SaxMaxWindowSize Optional Specifies the SAX2 argument WindowSize , which specifies the size of the sliding window. The max_window_size defines the length of the longest shapelet; the maximum span used to distinguish two time series from each other. The max_window_size must be an integer in the range [1, 1000000] that is greater than or equal to min_window_size. The default value is 70.

If the max_window_size is greater than the length of the shortest time series in input data set (d), then its value becomes d.

A greater difference between min_window_size and max_window_size increases the probability of identifying better shapelets at the cost of higher execution time. The function uses this formula to compute the number of sliding windows, n:

n = ((max_window_size min_window_size) / symbols_per_window)+1

The maximum value of n is 20.

SaxOutputFrequency Optional Specifies SAX2 argument OutputFrequency, which specifies the number of data points to skip between successive sliding windows. The gap_between_windows must be an integer in the range [1, 1000]. The default value is 10. A smaller value increases accuracy (the chance of distinguishing time series from each other) at the cost of higher execution time.
ModelTable Optional Specifies the name of the output model table that contains trained shapelets. The default output_model_table is "shapelet_model".
OverwriteOutput Optional Specifies whether to overwrite output_model_table, if it exists. The default value is 'false'.
RandomProjections Optional Specifies the number of iterations required for random masking of SAX words during shapelet training. The projections must be an INTEGER in the range [1, 40]. The default value is 10.

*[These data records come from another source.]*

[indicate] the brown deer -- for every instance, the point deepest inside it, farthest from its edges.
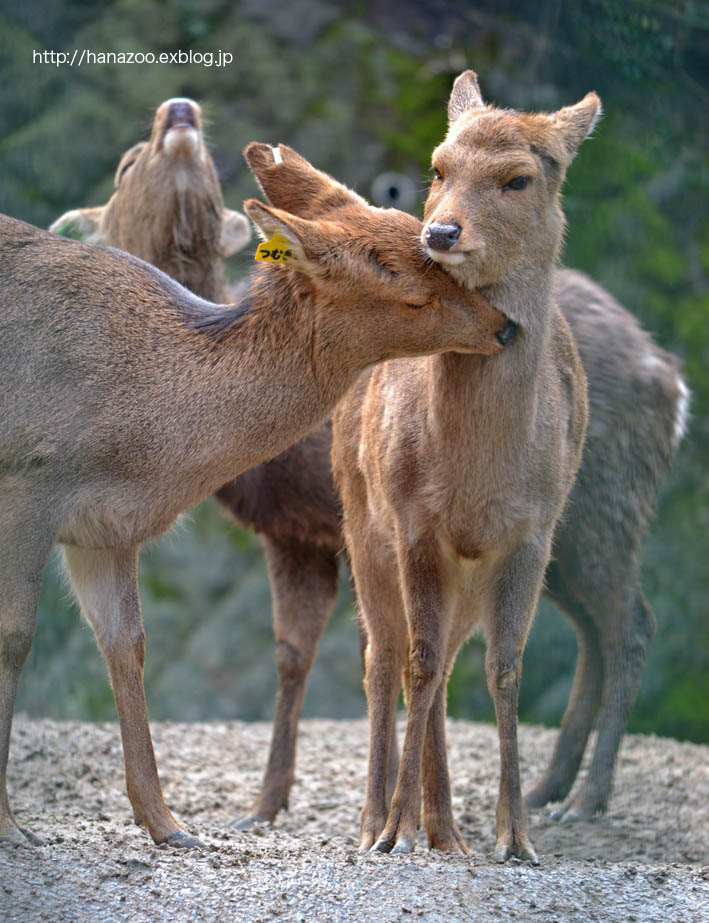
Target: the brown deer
(453, 472)
(167, 208)
(636, 414)
(126, 399)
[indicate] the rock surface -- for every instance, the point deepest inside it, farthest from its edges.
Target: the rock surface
(645, 861)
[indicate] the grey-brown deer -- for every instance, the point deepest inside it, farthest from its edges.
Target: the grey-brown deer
(638, 405)
(453, 473)
(125, 399)
(167, 208)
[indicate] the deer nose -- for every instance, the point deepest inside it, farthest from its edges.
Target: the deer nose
(442, 236)
(180, 112)
(507, 334)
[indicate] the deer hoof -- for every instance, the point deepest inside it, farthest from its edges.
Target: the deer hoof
(383, 844)
(182, 840)
(523, 850)
(403, 845)
(248, 821)
(18, 836)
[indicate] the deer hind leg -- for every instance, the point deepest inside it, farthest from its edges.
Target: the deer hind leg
(427, 634)
(25, 542)
(105, 583)
(507, 625)
(625, 643)
(304, 583)
(584, 701)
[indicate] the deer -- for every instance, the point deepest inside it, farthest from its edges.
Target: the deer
(637, 412)
(127, 399)
(167, 208)
(453, 472)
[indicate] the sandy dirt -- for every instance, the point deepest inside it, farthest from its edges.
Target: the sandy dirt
(646, 861)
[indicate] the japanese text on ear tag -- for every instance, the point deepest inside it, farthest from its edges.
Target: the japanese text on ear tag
(276, 250)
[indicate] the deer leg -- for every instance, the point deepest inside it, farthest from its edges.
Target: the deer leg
(584, 702)
(375, 575)
(441, 828)
(105, 583)
(421, 582)
(23, 554)
(304, 586)
(625, 645)
(518, 590)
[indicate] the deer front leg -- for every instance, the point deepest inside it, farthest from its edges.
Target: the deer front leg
(625, 644)
(441, 828)
(516, 596)
(422, 586)
(25, 543)
(304, 588)
(584, 701)
(374, 570)
(106, 586)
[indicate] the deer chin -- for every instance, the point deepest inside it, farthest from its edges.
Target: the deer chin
(445, 258)
(181, 141)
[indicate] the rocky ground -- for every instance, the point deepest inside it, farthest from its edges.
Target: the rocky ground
(646, 861)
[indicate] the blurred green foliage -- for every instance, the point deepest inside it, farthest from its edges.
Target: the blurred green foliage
(360, 88)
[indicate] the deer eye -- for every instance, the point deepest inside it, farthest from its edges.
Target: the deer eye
(519, 182)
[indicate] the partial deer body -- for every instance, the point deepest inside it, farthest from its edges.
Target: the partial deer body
(125, 399)
(637, 414)
(453, 472)
(167, 208)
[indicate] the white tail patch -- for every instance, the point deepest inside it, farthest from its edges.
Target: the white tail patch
(681, 412)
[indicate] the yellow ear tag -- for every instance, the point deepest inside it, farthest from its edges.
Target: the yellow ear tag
(276, 250)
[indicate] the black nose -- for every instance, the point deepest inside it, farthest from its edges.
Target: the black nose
(180, 112)
(508, 333)
(442, 236)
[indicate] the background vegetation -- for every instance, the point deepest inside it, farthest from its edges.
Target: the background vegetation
(361, 88)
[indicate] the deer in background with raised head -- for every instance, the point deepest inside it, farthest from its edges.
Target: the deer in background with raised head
(453, 472)
(167, 208)
(125, 399)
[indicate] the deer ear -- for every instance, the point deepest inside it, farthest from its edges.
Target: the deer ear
(290, 182)
(127, 160)
(465, 96)
(236, 233)
(80, 224)
(576, 123)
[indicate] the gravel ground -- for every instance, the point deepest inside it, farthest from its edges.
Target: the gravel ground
(645, 861)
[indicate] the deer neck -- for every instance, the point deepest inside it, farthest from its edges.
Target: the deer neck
(268, 370)
(497, 397)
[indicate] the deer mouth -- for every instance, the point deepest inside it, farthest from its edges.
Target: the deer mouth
(449, 244)
(181, 130)
(447, 258)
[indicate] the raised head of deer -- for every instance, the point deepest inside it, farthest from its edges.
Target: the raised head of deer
(167, 208)
(125, 399)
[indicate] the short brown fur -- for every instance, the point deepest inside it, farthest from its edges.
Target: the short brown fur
(125, 399)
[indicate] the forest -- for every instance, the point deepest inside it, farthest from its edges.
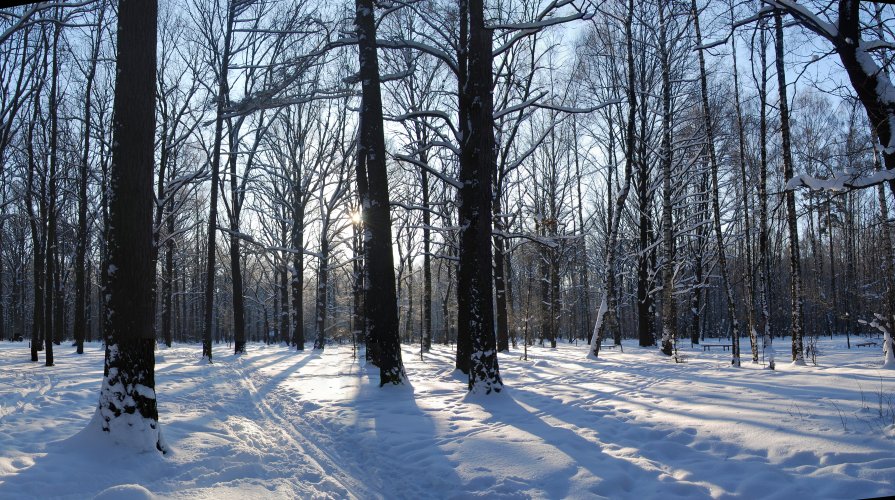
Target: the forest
(454, 197)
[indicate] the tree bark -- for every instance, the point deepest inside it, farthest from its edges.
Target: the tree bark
(474, 285)
(797, 326)
(127, 404)
(381, 302)
(211, 251)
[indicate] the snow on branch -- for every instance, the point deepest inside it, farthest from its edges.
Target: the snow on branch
(840, 183)
(432, 113)
(543, 23)
(806, 18)
(25, 18)
(444, 178)
(249, 239)
(567, 109)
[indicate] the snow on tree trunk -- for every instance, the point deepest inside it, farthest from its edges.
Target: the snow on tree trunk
(127, 404)
(594, 350)
(474, 285)
(381, 303)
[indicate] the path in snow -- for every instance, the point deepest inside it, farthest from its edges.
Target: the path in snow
(281, 424)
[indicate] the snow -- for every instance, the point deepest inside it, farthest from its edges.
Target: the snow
(274, 423)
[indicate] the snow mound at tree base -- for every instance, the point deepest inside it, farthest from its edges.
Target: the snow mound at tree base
(125, 492)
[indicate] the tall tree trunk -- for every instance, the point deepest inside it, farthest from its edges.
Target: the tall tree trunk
(168, 279)
(797, 326)
(609, 322)
(764, 265)
(669, 306)
(716, 202)
(583, 261)
(500, 280)
(747, 215)
(37, 328)
(127, 404)
(238, 298)
(322, 281)
(81, 244)
(50, 304)
(475, 307)
(298, 244)
(427, 263)
(211, 251)
(381, 302)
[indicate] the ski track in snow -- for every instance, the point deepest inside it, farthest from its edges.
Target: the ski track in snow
(274, 423)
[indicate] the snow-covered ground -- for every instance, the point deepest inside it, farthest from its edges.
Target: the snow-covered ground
(279, 424)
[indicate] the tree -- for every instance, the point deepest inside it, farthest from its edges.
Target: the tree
(82, 237)
(474, 277)
(127, 405)
(381, 304)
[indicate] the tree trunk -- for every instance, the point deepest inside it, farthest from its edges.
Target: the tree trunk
(427, 265)
(211, 251)
(609, 323)
(764, 265)
(475, 307)
(239, 339)
(669, 306)
(381, 302)
(798, 322)
(127, 404)
(747, 216)
(716, 202)
(50, 304)
(322, 280)
(81, 240)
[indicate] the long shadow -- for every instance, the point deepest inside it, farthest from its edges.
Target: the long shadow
(395, 443)
(673, 448)
(617, 477)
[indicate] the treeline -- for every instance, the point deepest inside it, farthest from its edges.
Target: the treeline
(638, 173)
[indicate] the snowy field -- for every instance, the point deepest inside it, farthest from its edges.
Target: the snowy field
(279, 424)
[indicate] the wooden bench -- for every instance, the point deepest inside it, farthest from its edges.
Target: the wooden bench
(708, 347)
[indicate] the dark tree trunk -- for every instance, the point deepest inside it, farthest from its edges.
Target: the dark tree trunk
(357, 320)
(322, 280)
(298, 277)
(168, 280)
(609, 324)
(500, 281)
(50, 305)
(797, 326)
(211, 251)
(127, 403)
(427, 265)
(235, 263)
(669, 305)
(764, 265)
(381, 302)
(37, 328)
(81, 291)
(747, 215)
(716, 203)
(475, 306)
(464, 343)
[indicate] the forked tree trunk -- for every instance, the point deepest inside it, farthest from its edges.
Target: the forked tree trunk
(797, 326)
(127, 404)
(381, 302)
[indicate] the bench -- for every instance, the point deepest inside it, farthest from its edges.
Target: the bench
(708, 347)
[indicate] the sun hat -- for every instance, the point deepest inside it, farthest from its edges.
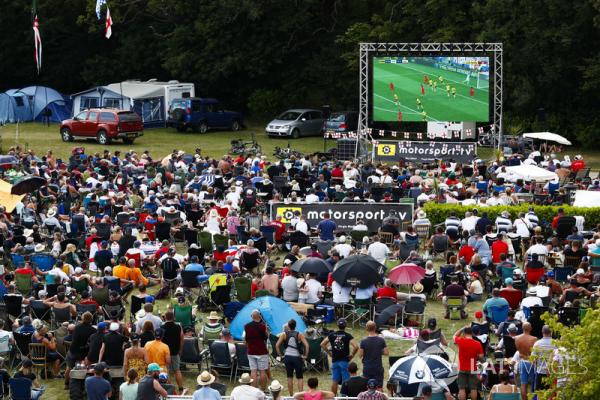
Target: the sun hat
(245, 379)
(213, 316)
(275, 386)
(154, 367)
(205, 378)
(418, 287)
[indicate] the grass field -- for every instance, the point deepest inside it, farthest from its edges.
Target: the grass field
(161, 142)
(439, 106)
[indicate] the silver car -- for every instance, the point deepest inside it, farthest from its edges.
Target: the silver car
(296, 123)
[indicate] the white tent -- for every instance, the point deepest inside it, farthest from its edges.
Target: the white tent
(585, 198)
(548, 137)
(529, 173)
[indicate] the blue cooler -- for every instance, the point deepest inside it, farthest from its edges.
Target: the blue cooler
(329, 316)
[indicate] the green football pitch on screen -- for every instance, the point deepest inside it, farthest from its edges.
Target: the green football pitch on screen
(410, 89)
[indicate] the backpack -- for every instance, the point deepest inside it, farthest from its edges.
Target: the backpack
(299, 346)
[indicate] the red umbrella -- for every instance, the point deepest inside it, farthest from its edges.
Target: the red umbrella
(406, 274)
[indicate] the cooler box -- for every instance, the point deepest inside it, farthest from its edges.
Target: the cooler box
(329, 316)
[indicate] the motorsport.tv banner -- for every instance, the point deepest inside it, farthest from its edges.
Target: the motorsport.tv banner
(462, 152)
(344, 214)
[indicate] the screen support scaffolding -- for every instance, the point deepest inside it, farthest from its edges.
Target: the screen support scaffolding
(368, 50)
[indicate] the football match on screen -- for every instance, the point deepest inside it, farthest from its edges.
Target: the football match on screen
(410, 89)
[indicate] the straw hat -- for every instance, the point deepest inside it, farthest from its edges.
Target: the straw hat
(205, 378)
(245, 379)
(275, 386)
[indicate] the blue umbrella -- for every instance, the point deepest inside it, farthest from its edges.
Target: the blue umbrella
(409, 372)
(275, 312)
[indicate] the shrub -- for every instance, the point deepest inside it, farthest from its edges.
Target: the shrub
(437, 213)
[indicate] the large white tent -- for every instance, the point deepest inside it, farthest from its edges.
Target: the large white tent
(548, 137)
(529, 173)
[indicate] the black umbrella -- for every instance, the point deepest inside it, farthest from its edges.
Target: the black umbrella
(28, 185)
(312, 265)
(360, 270)
(387, 314)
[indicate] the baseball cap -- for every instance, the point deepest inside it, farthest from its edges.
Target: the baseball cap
(100, 367)
(154, 367)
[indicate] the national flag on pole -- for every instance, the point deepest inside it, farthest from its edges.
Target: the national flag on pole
(38, 44)
(108, 32)
(99, 4)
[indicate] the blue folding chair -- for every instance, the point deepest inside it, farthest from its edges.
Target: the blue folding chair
(498, 314)
(20, 388)
(43, 261)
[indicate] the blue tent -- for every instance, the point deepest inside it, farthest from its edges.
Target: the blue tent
(14, 107)
(33, 103)
(275, 313)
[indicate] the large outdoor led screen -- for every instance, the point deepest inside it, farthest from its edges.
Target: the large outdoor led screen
(431, 89)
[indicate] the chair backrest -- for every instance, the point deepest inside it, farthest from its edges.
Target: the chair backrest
(506, 396)
(191, 351)
(386, 238)
(454, 301)
(241, 356)
(498, 314)
(243, 288)
(509, 346)
(23, 283)
(415, 305)
(43, 262)
(22, 340)
(20, 388)
(37, 353)
(61, 314)
(183, 315)
(422, 230)
(219, 353)
(189, 279)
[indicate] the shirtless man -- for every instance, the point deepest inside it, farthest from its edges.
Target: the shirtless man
(524, 343)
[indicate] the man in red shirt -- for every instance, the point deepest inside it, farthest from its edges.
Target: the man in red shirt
(466, 252)
(386, 291)
(469, 352)
(258, 355)
(279, 229)
(499, 247)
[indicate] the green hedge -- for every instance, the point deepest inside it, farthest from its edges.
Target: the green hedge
(437, 213)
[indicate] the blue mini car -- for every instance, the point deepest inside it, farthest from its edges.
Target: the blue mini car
(201, 114)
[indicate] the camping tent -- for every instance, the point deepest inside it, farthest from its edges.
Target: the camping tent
(14, 107)
(529, 173)
(275, 312)
(32, 104)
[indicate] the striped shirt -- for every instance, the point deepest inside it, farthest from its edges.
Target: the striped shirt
(532, 218)
(503, 224)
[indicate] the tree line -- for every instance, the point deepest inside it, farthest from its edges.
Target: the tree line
(261, 56)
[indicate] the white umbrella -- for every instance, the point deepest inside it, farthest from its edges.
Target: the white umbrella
(548, 137)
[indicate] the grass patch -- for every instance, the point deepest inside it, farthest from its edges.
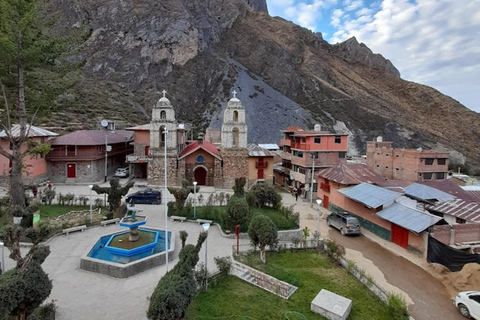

Specifying a greater projections for a longer input time series increases the probability of identifying better shapelets at the cost of higher execution time.

ShapeletCount Optional Specifies the maximum number of shapelets in the output model table. The num_shapelets must be an INTEGER in the range [1, 100000]. The default value is 20.
TimeInterval Optional Specifies the number of data points in a time series to skip between consecutive time series windows when calculating the distance of a shapelet from a time series.

The function builds a shapelet classification tree based on the distance of a shapelet from the time series data. Because a shapelet is typically much smaller than a complete time series, the function calculates the distance of a shapelet from a time series by sliding the shapelet across time series windows of shapelet length, calculating the distance between the shapelet and each window, and then selecting the smallest distance.

The num_data_points is the number of data points to skip when sliding from one time series window to the next. The num_data_points must be an INTEGER in the range [1, 1000000]. The value 1 gives optimal results at the cost of higher execution time. The default value is 10.

Seed Optional Specifies the seed value for the function to use to generate random numbers, which it uses internally. The seed must be an INTEGER in the range [1, 100000]. The default value is 23.